According to the “TIDES Projections,” the Men’s Final Four would include Michigan, Yale, University of North Carolina and Memphis with Michigan winning the NCAA Championship. The Women’s Final Four would be Kentucky, Notre Dame, University of Buffalo and Georgia with Kentucky winning the title.

“These young ladies are extremely academically focused,” said Passion Richardson, senior academic counselor for Kentucky’s women’s basketball team. “My role is to help them reach that progress towards a degree by helping them map out their schedules and doing that around the demands of the athletic piece.Passion RichardsonPassion Richardson

 “People don’t always see what happens on the other side of athletics,” she added.

Richardson noted that Kentucky’s Center for Academic and Tutorial Services (CATS) was the first academic tutoring center for student-athletes in the country. Freshmen are proactively assigned tutors, which the student-athletes can opt out of if not necessary.
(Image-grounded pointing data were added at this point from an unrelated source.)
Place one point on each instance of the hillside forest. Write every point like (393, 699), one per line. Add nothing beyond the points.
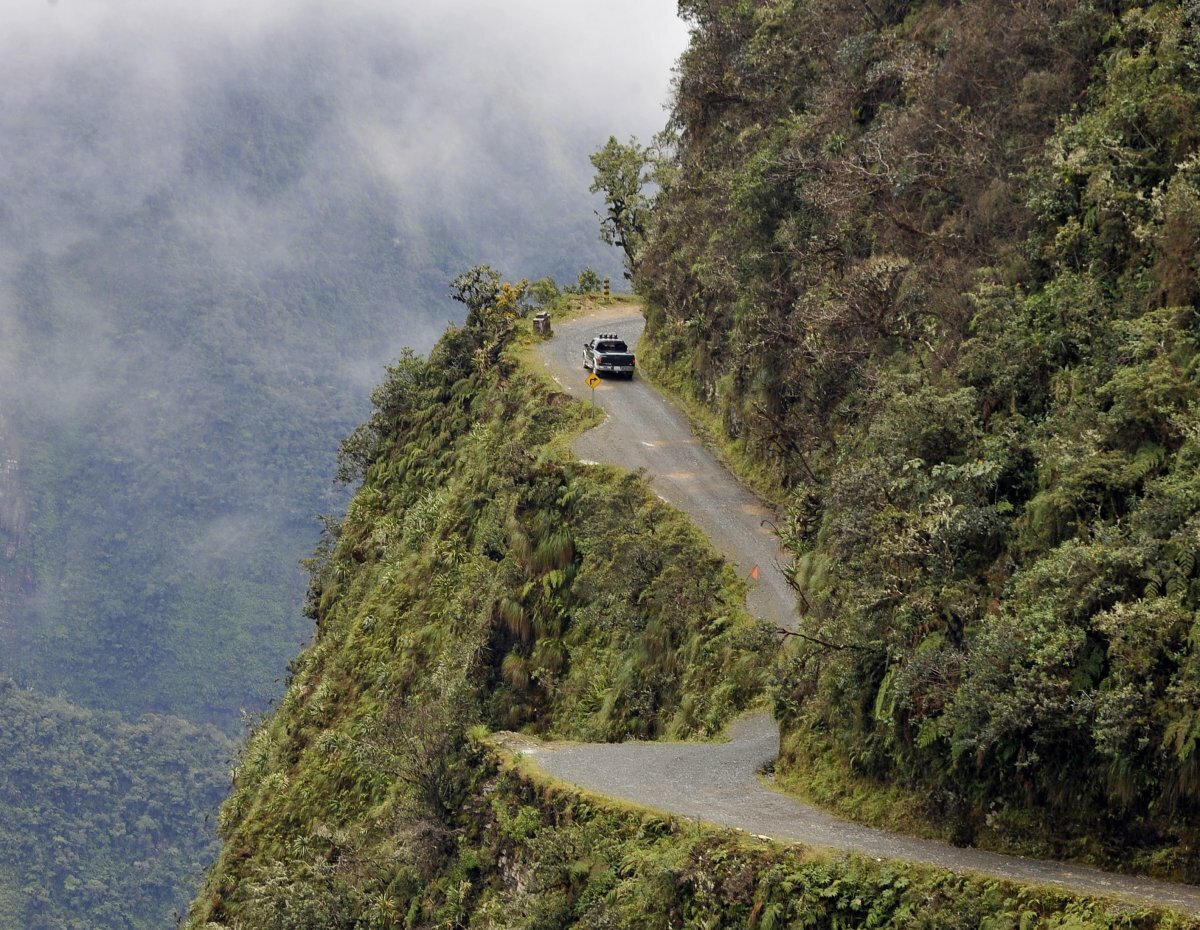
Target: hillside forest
(216, 227)
(933, 268)
(927, 270)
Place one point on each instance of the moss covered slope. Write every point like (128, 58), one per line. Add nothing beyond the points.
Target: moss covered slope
(479, 577)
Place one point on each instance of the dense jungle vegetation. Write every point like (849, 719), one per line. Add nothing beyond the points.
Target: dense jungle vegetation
(483, 579)
(210, 245)
(934, 265)
(480, 576)
(103, 820)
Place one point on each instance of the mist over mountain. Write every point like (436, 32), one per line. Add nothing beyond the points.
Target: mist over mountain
(217, 223)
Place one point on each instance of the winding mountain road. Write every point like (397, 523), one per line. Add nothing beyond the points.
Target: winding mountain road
(719, 783)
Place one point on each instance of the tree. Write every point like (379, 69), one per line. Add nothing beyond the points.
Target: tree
(623, 171)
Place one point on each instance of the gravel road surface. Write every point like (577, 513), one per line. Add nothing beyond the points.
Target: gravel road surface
(719, 783)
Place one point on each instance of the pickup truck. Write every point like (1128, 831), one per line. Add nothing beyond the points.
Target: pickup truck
(607, 354)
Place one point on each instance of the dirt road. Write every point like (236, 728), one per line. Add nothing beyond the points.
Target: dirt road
(719, 783)
(639, 429)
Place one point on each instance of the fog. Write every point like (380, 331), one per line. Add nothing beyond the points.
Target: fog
(217, 222)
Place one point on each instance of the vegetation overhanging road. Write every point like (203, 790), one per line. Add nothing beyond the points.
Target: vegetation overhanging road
(719, 783)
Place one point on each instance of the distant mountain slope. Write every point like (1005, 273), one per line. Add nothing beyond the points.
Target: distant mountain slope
(209, 253)
(89, 840)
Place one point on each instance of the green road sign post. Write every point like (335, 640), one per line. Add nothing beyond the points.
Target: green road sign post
(593, 379)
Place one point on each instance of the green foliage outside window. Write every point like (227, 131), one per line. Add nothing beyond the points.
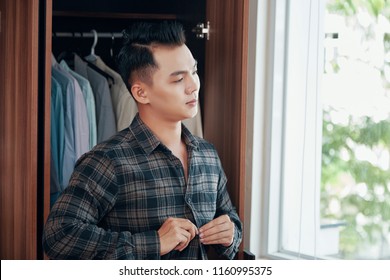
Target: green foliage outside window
(356, 190)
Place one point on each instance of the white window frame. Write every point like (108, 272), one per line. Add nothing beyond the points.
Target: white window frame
(285, 39)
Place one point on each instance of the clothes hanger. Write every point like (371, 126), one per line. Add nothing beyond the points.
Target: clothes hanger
(91, 58)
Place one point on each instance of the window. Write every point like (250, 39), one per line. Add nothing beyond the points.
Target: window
(325, 183)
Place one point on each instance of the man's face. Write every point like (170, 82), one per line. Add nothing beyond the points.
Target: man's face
(173, 94)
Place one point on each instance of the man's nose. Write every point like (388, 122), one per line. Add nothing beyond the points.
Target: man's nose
(193, 84)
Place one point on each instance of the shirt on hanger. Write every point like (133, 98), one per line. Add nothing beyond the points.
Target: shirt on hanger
(89, 103)
(105, 117)
(125, 107)
(57, 128)
(75, 121)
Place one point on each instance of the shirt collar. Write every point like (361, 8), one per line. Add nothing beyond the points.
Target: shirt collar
(149, 142)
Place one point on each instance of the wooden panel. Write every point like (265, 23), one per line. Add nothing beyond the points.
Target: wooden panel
(18, 125)
(45, 98)
(226, 89)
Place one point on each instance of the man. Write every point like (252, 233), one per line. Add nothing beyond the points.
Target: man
(153, 191)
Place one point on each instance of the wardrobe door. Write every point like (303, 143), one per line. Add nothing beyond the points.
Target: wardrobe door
(225, 90)
(18, 126)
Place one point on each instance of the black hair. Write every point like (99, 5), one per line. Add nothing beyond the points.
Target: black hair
(136, 56)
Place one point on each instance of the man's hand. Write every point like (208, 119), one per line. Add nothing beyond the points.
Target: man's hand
(218, 231)
(175, 234)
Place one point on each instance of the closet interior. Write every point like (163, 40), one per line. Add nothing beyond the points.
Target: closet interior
(59, 27)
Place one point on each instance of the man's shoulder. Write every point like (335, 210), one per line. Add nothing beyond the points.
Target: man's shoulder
(121, 140)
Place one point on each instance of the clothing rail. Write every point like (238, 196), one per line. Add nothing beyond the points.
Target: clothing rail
(88, 34)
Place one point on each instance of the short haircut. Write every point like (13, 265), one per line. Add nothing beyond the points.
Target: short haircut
(135, 59)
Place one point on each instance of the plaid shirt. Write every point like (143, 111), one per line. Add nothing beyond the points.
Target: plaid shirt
(123, 190)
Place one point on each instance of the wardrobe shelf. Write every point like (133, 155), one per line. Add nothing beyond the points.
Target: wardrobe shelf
(113, 15)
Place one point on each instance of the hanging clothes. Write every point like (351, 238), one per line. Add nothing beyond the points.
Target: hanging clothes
(105, 118)
(125, 107)
(89, 103)
(57, 127)
(76, 132)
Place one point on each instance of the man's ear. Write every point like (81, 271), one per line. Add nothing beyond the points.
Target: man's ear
(140, 93)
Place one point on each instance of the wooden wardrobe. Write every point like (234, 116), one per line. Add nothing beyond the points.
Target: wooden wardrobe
(27, 40)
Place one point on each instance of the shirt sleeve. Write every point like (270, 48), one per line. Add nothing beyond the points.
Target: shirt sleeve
(225, 207)
(72, 229)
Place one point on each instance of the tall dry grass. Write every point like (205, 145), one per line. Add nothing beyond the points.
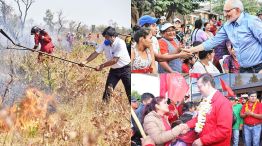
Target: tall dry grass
(63, 105)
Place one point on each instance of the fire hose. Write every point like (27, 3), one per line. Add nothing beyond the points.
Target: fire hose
(44, 53)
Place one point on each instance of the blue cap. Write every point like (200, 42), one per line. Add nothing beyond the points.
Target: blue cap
(133, 99)
(146, 19)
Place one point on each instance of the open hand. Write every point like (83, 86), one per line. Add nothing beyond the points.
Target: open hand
(197, 142)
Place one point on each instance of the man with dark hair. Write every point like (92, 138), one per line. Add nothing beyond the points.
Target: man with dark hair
(41, 37)
(251, 112)
(146, 98)
(149, 22)
(210, 122)
(245, 33)
(117, 58)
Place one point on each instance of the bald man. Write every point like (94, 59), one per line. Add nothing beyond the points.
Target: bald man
(245, 33)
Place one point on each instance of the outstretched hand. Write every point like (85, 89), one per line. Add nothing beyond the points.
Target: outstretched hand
(184, 128)
(197, 142)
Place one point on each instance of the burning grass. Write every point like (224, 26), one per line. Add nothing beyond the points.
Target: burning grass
(73, 113)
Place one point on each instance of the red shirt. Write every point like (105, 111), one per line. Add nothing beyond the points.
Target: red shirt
(172, 116)
(185, 68)
(218, 127)
(46, 42)
(249, 119)
(180, 109)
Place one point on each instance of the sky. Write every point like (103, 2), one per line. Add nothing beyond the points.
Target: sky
(89, 12)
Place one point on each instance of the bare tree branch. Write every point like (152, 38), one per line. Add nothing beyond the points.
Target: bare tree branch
(27, 4)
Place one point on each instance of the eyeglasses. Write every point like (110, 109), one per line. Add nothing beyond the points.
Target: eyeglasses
(227, 11)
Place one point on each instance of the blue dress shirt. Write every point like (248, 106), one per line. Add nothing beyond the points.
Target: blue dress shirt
(246, 36)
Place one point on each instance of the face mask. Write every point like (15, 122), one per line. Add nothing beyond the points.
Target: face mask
(107, 42)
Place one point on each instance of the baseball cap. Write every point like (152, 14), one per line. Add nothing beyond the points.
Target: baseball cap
(166, 26)
(146, 19)
(176, 19)
(133, 99)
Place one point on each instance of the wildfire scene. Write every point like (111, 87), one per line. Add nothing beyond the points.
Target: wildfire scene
(65, 73)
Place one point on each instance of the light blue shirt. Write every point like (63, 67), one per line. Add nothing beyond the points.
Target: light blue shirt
(246, 37)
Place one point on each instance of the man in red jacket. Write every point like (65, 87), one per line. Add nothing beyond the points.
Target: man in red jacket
(251, 112)
(217, 127)
(44, 39)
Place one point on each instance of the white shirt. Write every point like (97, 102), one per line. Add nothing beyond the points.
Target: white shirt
(199, 68)
(117, 49)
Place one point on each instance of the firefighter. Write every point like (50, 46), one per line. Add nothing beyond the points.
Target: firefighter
(42, 37)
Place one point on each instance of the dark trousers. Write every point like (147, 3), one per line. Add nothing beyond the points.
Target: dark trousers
(113, 78)
(253, 69)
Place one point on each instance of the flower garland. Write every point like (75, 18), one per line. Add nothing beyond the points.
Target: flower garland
(253, 107)
(204, 108)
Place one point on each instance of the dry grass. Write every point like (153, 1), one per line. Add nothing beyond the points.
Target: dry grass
(80, 117)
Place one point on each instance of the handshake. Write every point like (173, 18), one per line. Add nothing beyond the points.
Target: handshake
(184, 128)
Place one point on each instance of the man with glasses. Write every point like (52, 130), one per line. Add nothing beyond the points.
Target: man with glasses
(245, 33)
(216, 131)
(251, 112)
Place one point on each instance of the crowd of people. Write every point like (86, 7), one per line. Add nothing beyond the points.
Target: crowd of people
(216, 120)
(214, 46)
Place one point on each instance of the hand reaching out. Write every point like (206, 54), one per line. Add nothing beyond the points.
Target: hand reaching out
(197, 142)
(184, 128)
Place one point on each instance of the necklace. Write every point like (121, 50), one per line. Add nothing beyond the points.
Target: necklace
(253, 107)
(204, 108)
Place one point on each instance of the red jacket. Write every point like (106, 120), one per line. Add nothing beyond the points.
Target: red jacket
(46, 42)
(250, 120)
(218, 127)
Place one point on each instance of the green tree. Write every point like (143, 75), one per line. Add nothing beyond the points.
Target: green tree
(49, 16)
(136, 95)
(253, 79)
(250, 6)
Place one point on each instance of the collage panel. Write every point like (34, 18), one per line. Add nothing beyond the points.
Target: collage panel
(195, 109)
(65, 75)
(196, 73)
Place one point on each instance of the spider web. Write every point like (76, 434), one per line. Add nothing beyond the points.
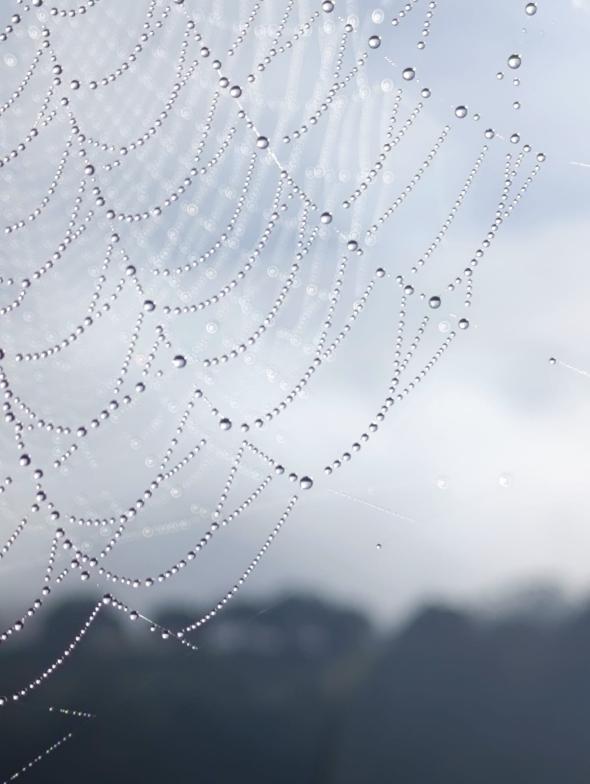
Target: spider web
(200, 216)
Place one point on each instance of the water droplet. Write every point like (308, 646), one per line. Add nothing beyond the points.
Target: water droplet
(514, 61)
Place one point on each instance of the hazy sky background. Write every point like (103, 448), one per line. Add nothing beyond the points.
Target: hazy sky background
(478, 481)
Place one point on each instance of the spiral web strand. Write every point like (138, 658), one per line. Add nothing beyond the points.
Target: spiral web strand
(172, 236)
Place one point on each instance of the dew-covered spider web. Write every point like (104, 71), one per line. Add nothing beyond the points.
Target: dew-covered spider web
(223, 222)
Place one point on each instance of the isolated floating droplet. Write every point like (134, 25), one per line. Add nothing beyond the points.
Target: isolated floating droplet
(514, 61)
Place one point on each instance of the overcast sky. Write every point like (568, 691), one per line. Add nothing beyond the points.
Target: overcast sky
(476, 482)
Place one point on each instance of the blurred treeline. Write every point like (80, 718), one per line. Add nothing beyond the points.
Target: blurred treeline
(306, 693)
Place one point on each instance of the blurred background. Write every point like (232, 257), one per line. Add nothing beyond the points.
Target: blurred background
(423, 615)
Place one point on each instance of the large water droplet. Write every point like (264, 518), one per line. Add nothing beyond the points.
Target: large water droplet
(514, 61)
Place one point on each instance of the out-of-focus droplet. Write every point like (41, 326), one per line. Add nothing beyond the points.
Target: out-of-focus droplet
(514, 61)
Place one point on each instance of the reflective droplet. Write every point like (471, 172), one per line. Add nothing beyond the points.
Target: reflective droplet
(514, 61)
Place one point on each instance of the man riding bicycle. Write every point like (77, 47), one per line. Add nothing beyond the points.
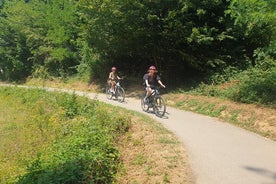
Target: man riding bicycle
(112, 79)
(151, 79)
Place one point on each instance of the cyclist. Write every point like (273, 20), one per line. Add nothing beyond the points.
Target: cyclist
(112, 79)
(151, 79)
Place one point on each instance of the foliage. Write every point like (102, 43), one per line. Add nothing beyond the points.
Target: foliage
(68, 139)
(38, 35)
(212, 40)
(258, 84)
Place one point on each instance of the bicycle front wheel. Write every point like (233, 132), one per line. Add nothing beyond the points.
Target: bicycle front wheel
(120, 94)
(108, 92)
(144, 105)
(159, 106)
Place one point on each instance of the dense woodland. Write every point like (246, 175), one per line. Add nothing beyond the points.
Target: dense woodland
(207, 40)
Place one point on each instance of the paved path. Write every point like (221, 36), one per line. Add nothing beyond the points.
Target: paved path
(219, 153)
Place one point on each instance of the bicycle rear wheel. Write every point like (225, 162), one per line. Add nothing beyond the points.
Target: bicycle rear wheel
(120, 94)
(145, 106)
(159, 106)
(108, 92)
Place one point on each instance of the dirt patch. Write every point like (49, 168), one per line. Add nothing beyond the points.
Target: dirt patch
(256, 118)
(152, 154)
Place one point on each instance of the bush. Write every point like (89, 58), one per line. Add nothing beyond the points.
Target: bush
(78, 145)
(258, 86)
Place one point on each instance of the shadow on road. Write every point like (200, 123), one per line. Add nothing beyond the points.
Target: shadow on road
(264, 172)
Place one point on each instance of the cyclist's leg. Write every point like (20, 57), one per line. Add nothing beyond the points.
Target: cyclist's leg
(113, 83)
(148, 93)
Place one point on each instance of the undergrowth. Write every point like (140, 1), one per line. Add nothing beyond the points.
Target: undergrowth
(57, 138)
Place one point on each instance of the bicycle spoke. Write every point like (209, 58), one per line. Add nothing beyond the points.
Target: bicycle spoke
(108, 92)
(120, 94)
(160, 106)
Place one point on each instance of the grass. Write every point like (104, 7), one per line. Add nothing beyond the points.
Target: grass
(29, 125)
(42, 133)
(255, 118)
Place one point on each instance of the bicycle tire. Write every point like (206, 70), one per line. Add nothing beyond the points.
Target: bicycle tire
(159, 106)
(144, 106)
(120, 94)
(108, 92)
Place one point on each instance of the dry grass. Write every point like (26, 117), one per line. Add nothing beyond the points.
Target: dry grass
(259, 119)
(151, 154)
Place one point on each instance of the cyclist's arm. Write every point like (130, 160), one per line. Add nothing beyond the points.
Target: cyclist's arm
(147, 83)
(160, 82)
(110, 76)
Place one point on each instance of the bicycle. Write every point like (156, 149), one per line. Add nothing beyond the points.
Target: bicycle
(119, 92)
(154, 101)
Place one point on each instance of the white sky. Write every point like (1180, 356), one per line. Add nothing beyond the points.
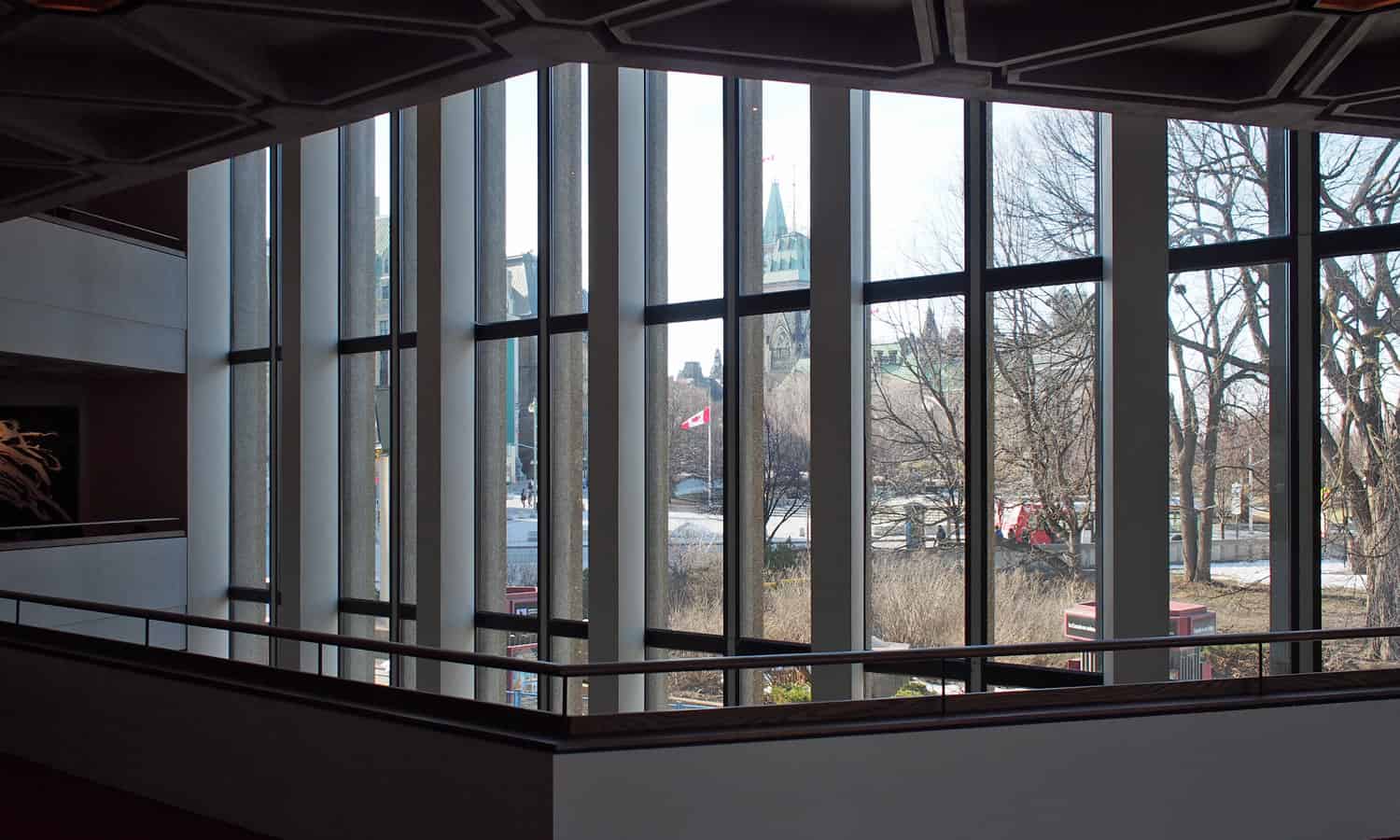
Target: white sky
(916, 171)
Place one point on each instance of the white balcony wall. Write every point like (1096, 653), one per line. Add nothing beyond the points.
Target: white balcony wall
(78, 296)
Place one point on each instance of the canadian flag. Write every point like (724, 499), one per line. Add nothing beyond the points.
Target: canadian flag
(697, 419)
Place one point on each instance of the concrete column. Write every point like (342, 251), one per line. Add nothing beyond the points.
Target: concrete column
(361, 472)
(207, 386)
(568, 360)
(837, 470)
(657, 487)
(305, 584)
(744, 386)
(251, 394)
(406, 398)
(490, 377)
(445, 388)
(616, 349)
(1133, 391)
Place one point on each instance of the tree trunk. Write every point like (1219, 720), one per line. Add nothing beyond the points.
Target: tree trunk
(1380, 552)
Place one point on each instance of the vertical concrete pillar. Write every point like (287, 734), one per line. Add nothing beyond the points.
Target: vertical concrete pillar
(305, 587)
(251, 392)
(744, 386)
(616, 349)
(207, 386)
(1133, 391)
(837, 470)
(657, 487)
(490, 377)
(445, 388)
(361, 470)
(567, 361)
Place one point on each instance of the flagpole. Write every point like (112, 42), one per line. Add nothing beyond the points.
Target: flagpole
(708, 454)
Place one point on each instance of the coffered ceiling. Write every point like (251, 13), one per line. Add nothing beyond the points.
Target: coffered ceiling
(92, 101)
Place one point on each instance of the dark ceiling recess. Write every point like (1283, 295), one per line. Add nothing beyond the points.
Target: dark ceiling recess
(80, 6)
(131, 92)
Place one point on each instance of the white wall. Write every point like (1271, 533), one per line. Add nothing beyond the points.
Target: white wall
(147, 573)
(84, 297)
(1293, 772)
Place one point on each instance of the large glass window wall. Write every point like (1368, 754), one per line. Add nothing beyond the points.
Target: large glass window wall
(982, 377)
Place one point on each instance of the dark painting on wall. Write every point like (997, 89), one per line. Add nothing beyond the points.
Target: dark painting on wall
(38, 465)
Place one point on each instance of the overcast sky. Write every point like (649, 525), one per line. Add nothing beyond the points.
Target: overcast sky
(916, 168)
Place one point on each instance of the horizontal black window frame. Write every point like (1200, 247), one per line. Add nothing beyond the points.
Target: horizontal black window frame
(512, 623)
(906, 288)
(252, 356)
(367, 607)
(1085, 269)
(1352, 241)
(526, 328)
(1224, 255)
(1001, 674)
(377, 343)
(249, 594)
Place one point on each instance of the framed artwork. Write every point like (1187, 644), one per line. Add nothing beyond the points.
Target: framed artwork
(38, 465)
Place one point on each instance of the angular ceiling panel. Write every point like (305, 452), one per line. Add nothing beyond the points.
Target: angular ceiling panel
(1385, 108)
(304, 61)
(458, 13)
(87, 58)
(1008, 31)
(875, 34)
(1228, 64)
(122, 133)
(151, 87)
(20, 182)
(1372, 62)
(585, 11)
(16, 150)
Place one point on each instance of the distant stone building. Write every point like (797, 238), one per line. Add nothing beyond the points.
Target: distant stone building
(787, 263)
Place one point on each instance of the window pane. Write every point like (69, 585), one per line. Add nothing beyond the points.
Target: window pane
(1043, 184)
(1218, 462)
(251, 249)
(245, 647)
(366, 478)
(775, 137)
(775, 464)
(1044, 454)
(409, 220)
(683, 689)
(509, 199)
(1360, 383)
(251, 476)
(685, 188)
(364, 274)
(406, 448)
(916, 464)
(1225, 182)
(568, 479)
(916, 204)
(1360, 181)
(568, 248)
(685, 467)
(511, 688)
(507, 528)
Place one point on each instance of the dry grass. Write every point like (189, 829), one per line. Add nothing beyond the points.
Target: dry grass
(918, 599)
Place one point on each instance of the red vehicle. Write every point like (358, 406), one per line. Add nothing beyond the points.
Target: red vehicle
(1018, 523)
(1081, 623)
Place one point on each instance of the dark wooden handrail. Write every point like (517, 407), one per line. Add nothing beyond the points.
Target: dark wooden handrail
(305, 636)
(761, 661)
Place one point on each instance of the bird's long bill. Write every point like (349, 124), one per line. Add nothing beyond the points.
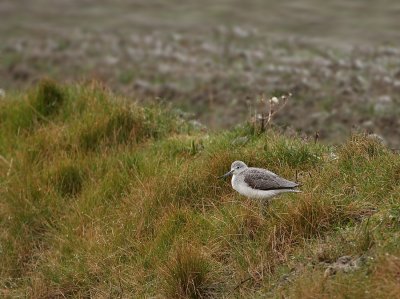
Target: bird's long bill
(226, 174)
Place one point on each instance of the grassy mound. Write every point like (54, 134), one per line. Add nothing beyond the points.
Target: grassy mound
(100, 197)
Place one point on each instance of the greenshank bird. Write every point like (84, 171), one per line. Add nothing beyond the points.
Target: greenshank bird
(258, 183)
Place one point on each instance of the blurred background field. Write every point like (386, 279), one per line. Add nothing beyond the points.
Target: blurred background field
(341, 60)
(214, 59)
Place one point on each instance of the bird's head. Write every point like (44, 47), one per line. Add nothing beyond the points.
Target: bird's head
(236, 168)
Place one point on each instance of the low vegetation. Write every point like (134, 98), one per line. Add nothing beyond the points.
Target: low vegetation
(100, 197)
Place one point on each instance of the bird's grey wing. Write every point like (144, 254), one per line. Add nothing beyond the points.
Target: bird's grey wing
(262, 179)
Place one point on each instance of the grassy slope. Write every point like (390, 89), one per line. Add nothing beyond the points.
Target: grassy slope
(99, 197)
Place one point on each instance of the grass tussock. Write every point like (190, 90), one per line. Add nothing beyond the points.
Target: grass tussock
(101, 197)
(189, 275)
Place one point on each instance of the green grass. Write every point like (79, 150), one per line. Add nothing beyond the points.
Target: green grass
(100, 197)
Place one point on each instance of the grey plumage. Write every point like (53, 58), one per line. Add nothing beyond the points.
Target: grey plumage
(261, 179)
(258, 183)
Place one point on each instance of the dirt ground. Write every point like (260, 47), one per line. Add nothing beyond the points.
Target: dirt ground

Additional tutoring services are added as needed. When student-athletes get closer to graduation, they have a chance to explore what lies ahead for them, be it graduate school or career.

“Classes, practice, travel, competition and the exhaustion that comes along with that, so for these young ladies to be recognized for their academic accomplishment, it is amazing and well deserved because they do work so hard,” Richardson said. “Also, the coaching staff, the staff in the academic center and department as a whole, we take that very seriously. We know that after completion of their undergrad degree, after the athletic piece is over, they have a whole life ahead of them and we want to help them get there.”

Lapchick said the schools that make the TIDES Final Four are always pleased and appreciative that their commitments to academics and DEI are reflected. He personally emailed the teams in top two, and the responses included information about what the schools were doing on social justice issues.

“Here we are at the peak of the college sport madness, not just March Madness,” said Lapchick. “To place this emphasis on these values that are so important for the future of these college student-athletes when they stop playing basketball, in this case, they will have the academic preparation and have been in a diverse workplace where diversity and inclusion were actually valued. They can bring that into whatever workplace they go into.”

The head coach of Kentucky’s women’s basketball team, Kyra Elzy, is a Black woman. Richardson said all the women on the team see life after their playing days. They also see that diversity matters and there are possible leadership roles in their futures.

“When people don’t see people who look like them in the fields they want to pursue, it’s very difficult to see yourself doing it,” said Richardson, who was a student-athlete at Kentucky and an Olympic competitor. “The ladies thrive off of that [diversity]. They get to live it every single day.”

Eleven of the men’s teams and 13 of the women’s teams in their respective Sweet 16 had APRs of 990 or greater.

“It would be easy to just focus on what’s happening on the hardwood; this is hopefully going to include in those conversations the successes that their student-athletes have had,” said Lapchick. “In these two weeks, it’s really important for college sport to balance the values.”